Understand data warehouses in Fabric

Completed

Fabric's Lakehouse is a collection of files, folders, tables, and shortcuts that act like a database over a data lake. It's used by the Spark engine and SQL engine for big data processing and has features for ACID transactions when using the open-source Delta formatted tables.

Fabric's data warehouse experience allows you to transition from the lake view of the Lakehouse (which supports data engineering and Apache Spark) to the SQL experiences that a traditional data warehouse would provide. The Lakehouse gives you the ability to read tables and use the SQL analytics endpoint, whereas the data warehouse enables you to manipulate the data.

In the data warehouse experience, you'll model data using tables and views, run T-SQL to query data across the data warehouse and Lakehouse, use T-SQL to perform DML operations on data inside the data warehouse, and serve reporting layers like Power BI.

Now that you understand the basic architectural principles for a relational data warehouse schema, let's explore how to create a data warehouse.

Describe a data warehouse in Fabric

In the data warehouse experience in Fabric, you can build a relational layer on top of physical data in the Lakehouse and expose it to analysis and reporting tools. You can create your data warehouse directly in Fabric from the create hub or within a workspace. After creating an empty warehouse, you can add objects to it.

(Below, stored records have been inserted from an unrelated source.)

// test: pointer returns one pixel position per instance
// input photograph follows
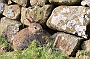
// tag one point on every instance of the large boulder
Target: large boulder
(85, 3)
(65, 2)
(67, 43)
(8, 28)
(12, 11)
(39, 14)
(70, 19)
(38, 2)
(22, 2)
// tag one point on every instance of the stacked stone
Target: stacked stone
(61, 15)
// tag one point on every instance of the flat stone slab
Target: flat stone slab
(67, 43)
(85, 3)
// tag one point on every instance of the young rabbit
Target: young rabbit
(24, 37)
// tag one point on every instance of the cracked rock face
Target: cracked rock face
(70, 19)
(8, 28)
(85, 3)
(12, 11)
(67, 43)
(65, 2)
(39, 14)
(1, 7)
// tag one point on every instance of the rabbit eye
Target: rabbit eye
(35, 27)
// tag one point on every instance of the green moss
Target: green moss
(35, 51)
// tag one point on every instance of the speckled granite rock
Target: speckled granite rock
(12, 11)
(65, 2)
(38, 2)
(82, 55)
(8, 28)
(86, 45)
(67, 43)
(70, 19)
(39, 14)
(22, 2)
(85, 3)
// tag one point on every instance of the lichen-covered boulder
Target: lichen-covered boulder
(39, 14)
(82, 54)
(2, 5)
(86, 45)
(12, 11)
(70, 19)
(65, 2)
(67, 43)
(38, 2)
(85, 3)
(8, 28)
(22, 2)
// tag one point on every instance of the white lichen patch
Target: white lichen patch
(71, 23)
(1, 7)
(56, 19)
(81, 19)
(65, 10)
(10, 13)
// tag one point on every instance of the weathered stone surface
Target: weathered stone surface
(65, 2)
(82, 55)
(24, 37)
(22, 2)
(38, 2)
(67, 43)
(39, 14)
(71, 19)
(2, 5)
(8, 28)
(12, 11)
(86, 45)
(85, 3)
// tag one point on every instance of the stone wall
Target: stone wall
(71, 17)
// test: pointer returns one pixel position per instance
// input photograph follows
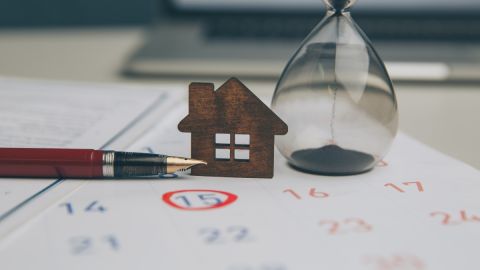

Screenshot of the Fabric UI with an arrow pointing to the create hub.

Once your warehouse is created, you can create tables using T-SQL directly in the Fabric interface.

Ingest data into your data warehouse

There are a few ways to ingest data into a Fabric data warehouse, including Pipelines, Dataflows, cross-database querying, and the COPY INTO command. After ingestion, the data becomes available for analysis by multiple business groups, who can use features such as cross-database querying and sharing to access it.

Create tables

To create a table in the data warehouse, you can use SQL Server Management Studio (SSMS) or another SQL client to connect to the data warehouse and run a CREATE TABLE statement. You can also create tables directly in the Fabric UI.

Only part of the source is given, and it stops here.